Por Prof. Armando Lisboa
“Como punir um sargento, se o general não for punido?” (Brigadeiro Sérgio Xavier Ferolla, Ex-Presidente do Superior Tribunal Militar)
“Guarda da esquina” foi a expressão utilizada por Pedro Aleixo, então vice-presidente de Costa e Silva, para explicar por que foi contra o AI-5:
“Presidente, o problema de uma lei assim não é o senhor, nem os que com o senhor governam o país. O problema é o guarda da esquina”.
O que então era uma apreensão de Aleixo – confirmada historicamente – quanto às consequências não intencionadas de decisões palacianas, agora é a aposta do atual mandatário. O bolsonarismo consiste em fomentar este arbítrio “do guarda da esquina”, e não reeditar AIs 5 ou buscar “intervenção militar” comandada por generais (que inclusive não estão uníssonos em retomar aventuras ditatoriais, pelo contrário!).

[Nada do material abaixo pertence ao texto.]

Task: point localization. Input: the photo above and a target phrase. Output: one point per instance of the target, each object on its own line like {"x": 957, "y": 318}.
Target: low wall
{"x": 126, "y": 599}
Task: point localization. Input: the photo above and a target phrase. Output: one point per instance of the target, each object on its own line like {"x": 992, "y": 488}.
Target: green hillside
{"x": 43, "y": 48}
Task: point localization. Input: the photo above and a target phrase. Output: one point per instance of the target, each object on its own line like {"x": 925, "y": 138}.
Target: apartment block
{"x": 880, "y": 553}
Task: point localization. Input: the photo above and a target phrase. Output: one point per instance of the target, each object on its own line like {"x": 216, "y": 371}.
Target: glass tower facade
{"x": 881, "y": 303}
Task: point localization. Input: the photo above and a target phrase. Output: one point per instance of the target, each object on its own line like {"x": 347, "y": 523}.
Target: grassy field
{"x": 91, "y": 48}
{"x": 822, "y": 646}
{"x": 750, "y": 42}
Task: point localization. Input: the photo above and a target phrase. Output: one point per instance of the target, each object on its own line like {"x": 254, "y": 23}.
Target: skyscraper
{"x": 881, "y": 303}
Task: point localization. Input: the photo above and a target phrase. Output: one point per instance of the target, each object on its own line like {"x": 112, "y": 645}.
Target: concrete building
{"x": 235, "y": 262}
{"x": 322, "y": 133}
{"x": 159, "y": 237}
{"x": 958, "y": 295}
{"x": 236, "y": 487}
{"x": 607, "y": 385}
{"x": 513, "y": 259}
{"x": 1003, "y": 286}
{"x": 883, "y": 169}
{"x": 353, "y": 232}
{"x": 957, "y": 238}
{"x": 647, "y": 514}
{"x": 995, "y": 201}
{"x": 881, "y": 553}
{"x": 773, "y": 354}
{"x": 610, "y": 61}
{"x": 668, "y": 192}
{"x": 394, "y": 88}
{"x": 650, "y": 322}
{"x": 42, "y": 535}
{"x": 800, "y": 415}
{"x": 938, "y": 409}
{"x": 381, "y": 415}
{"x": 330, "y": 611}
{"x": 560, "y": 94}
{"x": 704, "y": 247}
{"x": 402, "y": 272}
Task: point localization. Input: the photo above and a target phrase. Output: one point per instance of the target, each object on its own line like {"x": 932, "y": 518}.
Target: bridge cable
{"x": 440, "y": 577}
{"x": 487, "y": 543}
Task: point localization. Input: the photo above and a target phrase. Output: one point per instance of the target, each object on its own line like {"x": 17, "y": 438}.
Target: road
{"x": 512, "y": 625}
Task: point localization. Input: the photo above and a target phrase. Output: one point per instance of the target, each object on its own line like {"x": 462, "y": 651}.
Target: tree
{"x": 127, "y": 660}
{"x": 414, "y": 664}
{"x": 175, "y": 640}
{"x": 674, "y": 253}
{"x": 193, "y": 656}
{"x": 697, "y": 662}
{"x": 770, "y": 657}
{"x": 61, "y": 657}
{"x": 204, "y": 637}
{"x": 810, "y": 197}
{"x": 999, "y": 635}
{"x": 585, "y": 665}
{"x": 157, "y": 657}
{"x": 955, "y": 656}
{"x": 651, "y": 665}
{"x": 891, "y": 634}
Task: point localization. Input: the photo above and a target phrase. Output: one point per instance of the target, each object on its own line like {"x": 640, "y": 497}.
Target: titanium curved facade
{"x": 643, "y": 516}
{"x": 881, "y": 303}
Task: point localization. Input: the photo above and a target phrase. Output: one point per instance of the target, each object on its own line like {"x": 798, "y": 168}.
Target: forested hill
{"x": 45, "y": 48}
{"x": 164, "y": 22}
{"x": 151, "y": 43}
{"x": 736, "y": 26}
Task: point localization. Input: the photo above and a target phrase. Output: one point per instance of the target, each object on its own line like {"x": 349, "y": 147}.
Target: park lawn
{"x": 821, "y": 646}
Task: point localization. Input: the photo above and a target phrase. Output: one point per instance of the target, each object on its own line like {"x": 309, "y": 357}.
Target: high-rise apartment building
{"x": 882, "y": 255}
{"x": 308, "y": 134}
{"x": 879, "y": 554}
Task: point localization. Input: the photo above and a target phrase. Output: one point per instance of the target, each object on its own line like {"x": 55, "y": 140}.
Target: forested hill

O caso do professor Arquidones Leão, preso domingo, 30/05, por policiais militares em Goiás ao se recusar remover o “Fora Bolsonaro Genocida” do capô de seu carro, é emblemático deste modus operandi. O policial, que o algemou declamando a Lei de Segurança Nacional, exibe fotos ao lado do Messias. Ele é tão militante quanto o professor, só que, armado, impõe-se na sua esquina tal como um miliciano, isto é, de forma arbitrária e violenta.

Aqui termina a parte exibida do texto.